As I've grown, both as a student by profession and as a writer by vocation, it's gotten progressively easier for me to find the necessary motivation to just completely dominate even the most boring of essays. Back in high school, I was told on many occasions that "the hardest part of college is going to be the essays." Yeah. That’s completely, entirely false. First of all, the real hardest part of college is maintaining a healthy diet. Second of all, college essays, in their rightfully daunting and hysterically complex nature, should rightfully be some of the most enjoyable projects any college student will undertake.

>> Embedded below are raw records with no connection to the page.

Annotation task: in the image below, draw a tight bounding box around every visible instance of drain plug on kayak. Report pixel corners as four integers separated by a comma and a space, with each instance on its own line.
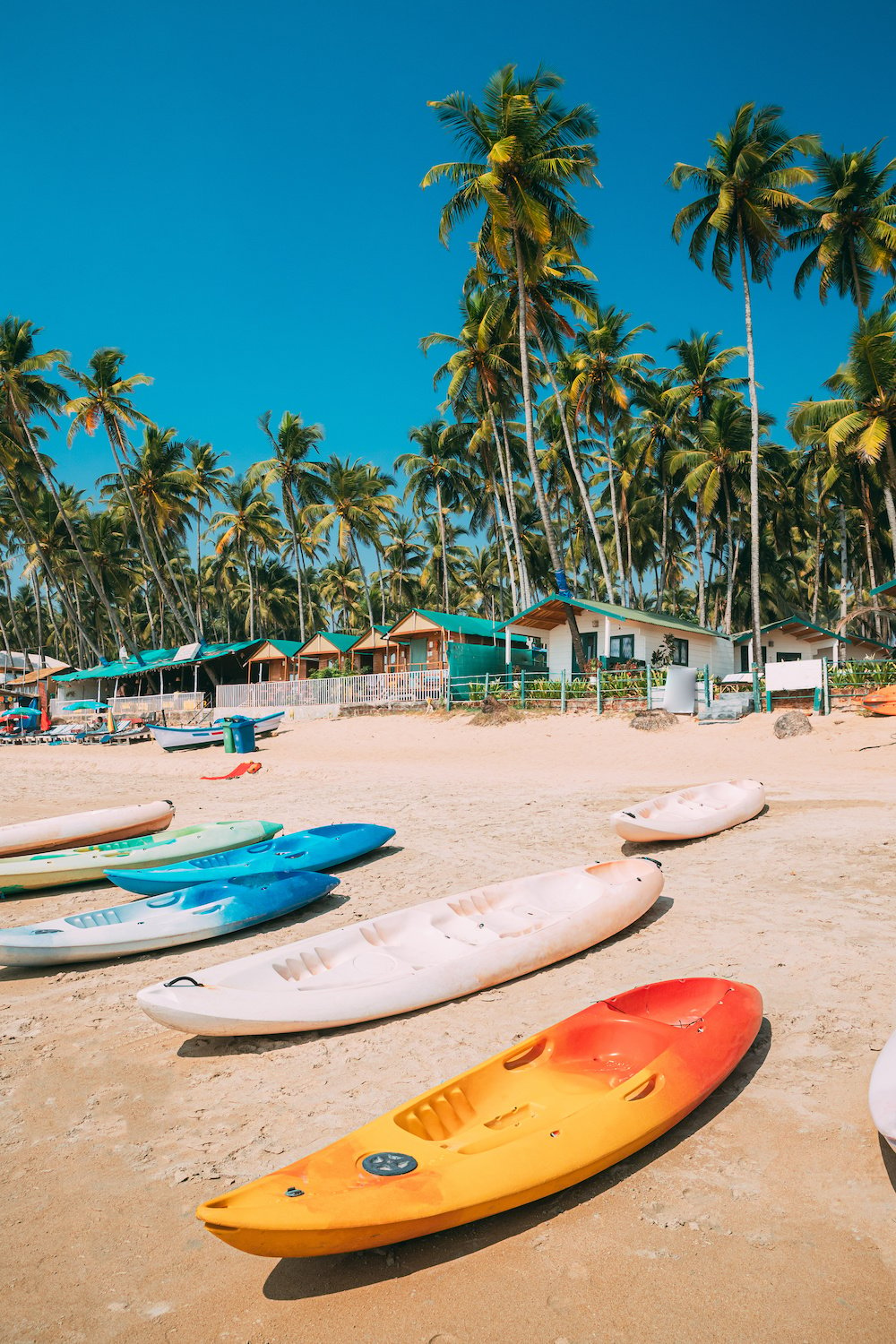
361, 1153, 417, 1176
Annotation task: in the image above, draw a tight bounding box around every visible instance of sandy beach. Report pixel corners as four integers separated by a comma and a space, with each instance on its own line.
0, 715, 896, 1344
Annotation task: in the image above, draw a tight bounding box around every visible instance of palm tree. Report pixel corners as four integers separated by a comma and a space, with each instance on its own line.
788, 311, 896, 570
305, 457, 398, 625
0, 316, 136, 647
570, 306, 653, 604
62, 347, 199, 640
420, 285, 533, 607
97, 425, 199, 633
208, 473, 282, 640
423, 66, 598, 666
255, 411, 323, 644
665, 331, 747, 625
395, 419, 470, 612
788, 140, 896, 323
669, 102, 821, 666
669, 392, 773, 634
184, 438, 234, 636
383, 518, 426, 609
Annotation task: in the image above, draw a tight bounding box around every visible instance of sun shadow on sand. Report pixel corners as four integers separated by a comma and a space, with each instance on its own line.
257, 1019, 773, 1301
877, 1134, 896, 1190
177, 897, 673, 1059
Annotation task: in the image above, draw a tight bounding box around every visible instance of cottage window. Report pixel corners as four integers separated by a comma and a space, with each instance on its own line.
610, 634, 634, 661
672, 640, 688, 668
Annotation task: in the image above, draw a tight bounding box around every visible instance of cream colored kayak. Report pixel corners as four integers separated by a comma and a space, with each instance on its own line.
0, 800, 175, 859
610, 780, 766, 844
868, 1032, 896, 1150
0, 822, 283, 897
137, 859, 662, 1037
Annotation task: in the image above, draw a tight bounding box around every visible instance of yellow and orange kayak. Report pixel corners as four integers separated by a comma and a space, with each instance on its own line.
197, 978, 762, 1257
863, 685, 896, 714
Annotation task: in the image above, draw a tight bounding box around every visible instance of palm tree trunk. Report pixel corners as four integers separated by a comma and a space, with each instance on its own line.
349, 532, 374, 628
513, 228, 586, 672
3, 569, 35, 672
721, 476, 735, 634
482, 395, 532, 607
149, 513, 199, 640
882, 429, 896, 575
243, 546, 255, 640
4, 473, 102, 668
282, 481, 305, 644
196, 508, 202, 636
657, 484, 669, 612
103, 417, 197, 642
694, 505, 707, 625
30, 569, 47, 668
737, 226, 762, 671
849, 237, 866, 327
600, 397, 629, 607
13, 416, 132, 652
538, 332, 616, 602
435, 478, 449, 612
489, 472, 524, 613
840, 502, 849, 621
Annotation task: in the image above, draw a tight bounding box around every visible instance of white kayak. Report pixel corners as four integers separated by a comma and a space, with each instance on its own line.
0, 800, 175, 859
137, 859, 662, 1037
610, 780, 766, 844
0, 873, 339, 967
0, 822, 283, 897
868, 1031, 896, 1150
148, 710, 286, 752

In college, especially at a college with small classes, all of the impersonal, artificial meaninglessness of writing essays in high school just slips away. A college education is supposed to tie together a person’s academic career, professional endeavors, and vocational obligations. As time goes by, you start to realize that the academic work that you do is no longer just for a grade or for the purpose of judgment by an authority. You realize that your work is made to be relevant to your life. You start to write less because somebody else tells you to, and more for the sake of exploration and enrichment. The more essays I write for my classes, the more I'm able to embrace the idea that any essay - no matter how boring its subject or inspiration might be - is always mine to seize entirely; it is all mine to shape, bend, and manipulate into whatever I want, and the purpose of the essay is entirely up to me.
Here's a hot take: essays are the most social form of writing. The best way for a writer to have a meaningful exchange about any given subject or idea is to write an essay about it. There is no better way to tell anyone, or any group of people, how passionate you are about something than writing an essay. Not even the most informal, abstract poetry could ever hope to surpass an essay as the best medium for emotional language.

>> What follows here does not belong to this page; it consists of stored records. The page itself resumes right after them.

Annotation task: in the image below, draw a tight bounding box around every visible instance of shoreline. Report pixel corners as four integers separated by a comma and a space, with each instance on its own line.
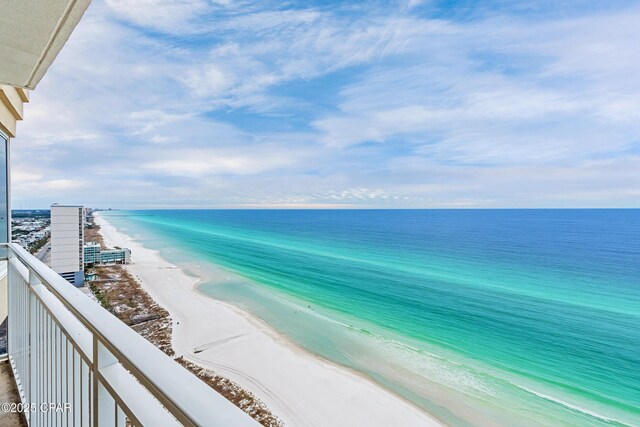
95, 215, 444, 427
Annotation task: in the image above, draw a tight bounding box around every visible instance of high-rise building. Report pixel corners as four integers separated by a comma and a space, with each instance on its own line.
51, 203, 84, 286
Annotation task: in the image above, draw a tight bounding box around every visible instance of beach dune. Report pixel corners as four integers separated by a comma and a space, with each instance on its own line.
96, 215, 443, 427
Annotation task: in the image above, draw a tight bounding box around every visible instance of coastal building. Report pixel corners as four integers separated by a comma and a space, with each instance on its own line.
51, 203, 84, 286
84, 242, 131, 266
0, 0, 259, 427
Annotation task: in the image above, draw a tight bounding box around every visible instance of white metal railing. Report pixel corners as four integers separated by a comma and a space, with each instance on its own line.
0, 243, 257, 427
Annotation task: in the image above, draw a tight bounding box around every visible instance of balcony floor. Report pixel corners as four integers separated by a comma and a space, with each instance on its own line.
0, 361, 26, 427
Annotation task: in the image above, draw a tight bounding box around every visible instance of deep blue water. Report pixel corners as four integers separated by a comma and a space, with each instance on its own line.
106, 209, 640, 426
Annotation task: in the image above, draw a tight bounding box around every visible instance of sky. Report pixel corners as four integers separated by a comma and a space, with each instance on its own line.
12, 0, 640, 209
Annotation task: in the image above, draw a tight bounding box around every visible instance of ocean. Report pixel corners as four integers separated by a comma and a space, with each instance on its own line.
103, 209, 640, 426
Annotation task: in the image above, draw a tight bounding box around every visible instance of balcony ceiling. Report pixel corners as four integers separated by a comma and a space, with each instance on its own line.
0, 0, 91, 89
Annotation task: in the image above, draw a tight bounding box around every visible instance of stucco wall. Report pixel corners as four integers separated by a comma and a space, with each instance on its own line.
0, 85, 29, 137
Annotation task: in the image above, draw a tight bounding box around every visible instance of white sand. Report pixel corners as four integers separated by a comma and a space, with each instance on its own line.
96, 216, 442, 427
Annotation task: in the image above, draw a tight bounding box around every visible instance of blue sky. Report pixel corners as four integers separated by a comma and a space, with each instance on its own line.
12, 0, 640, 209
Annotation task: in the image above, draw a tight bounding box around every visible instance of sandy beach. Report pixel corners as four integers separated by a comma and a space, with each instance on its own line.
96, 216, 443, 427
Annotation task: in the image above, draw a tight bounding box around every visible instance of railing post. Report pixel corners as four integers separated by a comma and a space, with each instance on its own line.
25, 270, 40, 422
92, 334, 118, 427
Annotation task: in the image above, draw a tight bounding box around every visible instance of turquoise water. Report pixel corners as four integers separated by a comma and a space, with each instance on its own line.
105, 210, 640, 426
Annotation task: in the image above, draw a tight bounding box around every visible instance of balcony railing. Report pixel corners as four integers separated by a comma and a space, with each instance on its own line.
0, 243, 257, 427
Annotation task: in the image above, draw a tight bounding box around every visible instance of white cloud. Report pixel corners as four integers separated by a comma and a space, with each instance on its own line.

In case you couldn't already tell, essays are my preferred medium of writing. I struggle with the narrative aspect of fiction writing, and I feel pretty despondent towards my ability to write purely expository nonfiction (my emotions and opinions always find some way to leak into my writing). The essay writing process is very much an external affair. A writer's sense of empathy and their ability to connect with the world around them are much more useful in writing essays than they are writing fiction. (I'd actually argue that the key to writing good fiction is to be able to become appropriately detached from one's surrounding environment.)
I’d consider myself a “creative extrovert.” Similarly to how a social extrovert is energized by social interaction, I find inspiration, motivation, and the necessary energy to write and create by looking towards the people and the world around me. Of course, it’s also totally valid to be a “creative introvert”: someone who finds inspiration, motivation, and creative energy in exploring their own thoughts, ideas, emotions, and dreams.

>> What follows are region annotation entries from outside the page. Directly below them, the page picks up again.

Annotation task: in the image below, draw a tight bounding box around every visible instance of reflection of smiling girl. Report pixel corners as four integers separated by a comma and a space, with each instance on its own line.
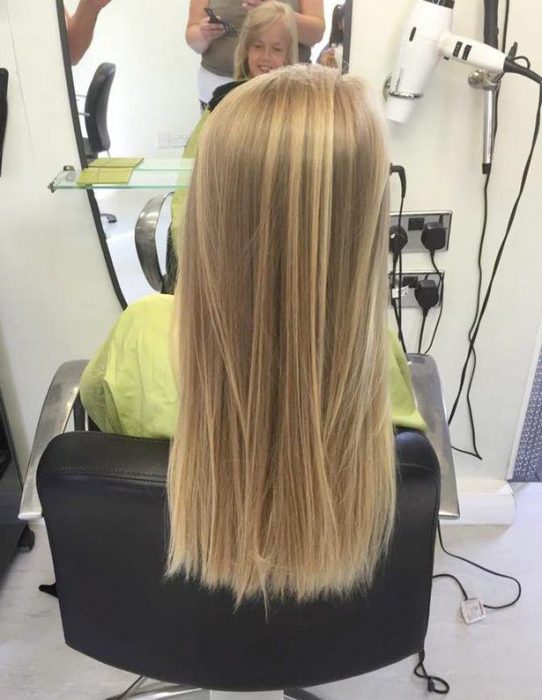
167, 0, 298, 266
234, 0, 298, 80
186, 0, 325, 105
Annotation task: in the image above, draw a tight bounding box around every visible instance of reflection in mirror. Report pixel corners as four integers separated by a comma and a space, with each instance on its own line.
57, 0, 352, 303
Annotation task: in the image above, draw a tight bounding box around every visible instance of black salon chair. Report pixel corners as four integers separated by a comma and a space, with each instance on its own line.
21, 361, 448, 700
83, 63, 117, 224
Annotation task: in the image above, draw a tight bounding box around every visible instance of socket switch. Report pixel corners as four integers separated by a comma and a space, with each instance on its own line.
389, 270, 444, 309
390, 211, 452, 253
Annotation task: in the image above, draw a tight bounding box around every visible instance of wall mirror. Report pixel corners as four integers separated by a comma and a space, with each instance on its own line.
56, 0, 352, 306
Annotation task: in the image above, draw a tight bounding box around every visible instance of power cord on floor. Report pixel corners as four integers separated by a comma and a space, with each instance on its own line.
414, 651, 450, 695
433, 522, 522, 610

Rather than writing privately for myself and my own fulfillment, I get fulfillment from sharing my thoughts, feelings, and ideas with other people. The most valuable kind of exchanges which I think I’m able to have with other people are those in which I'm able to freely tell them what kind of things matter to me just as much as they're able to freely tell me what kind of things matter to them. That's what I feel like essays are meant to be; they are the perfect medium for these kinds of unhindered, free, open, meaningful exchanges, which can be made to be about anything and everything.
The essays you write should liberate you, inspire you, challenge you, frustrate you, and change you, and there's really nothing you can do to stop that.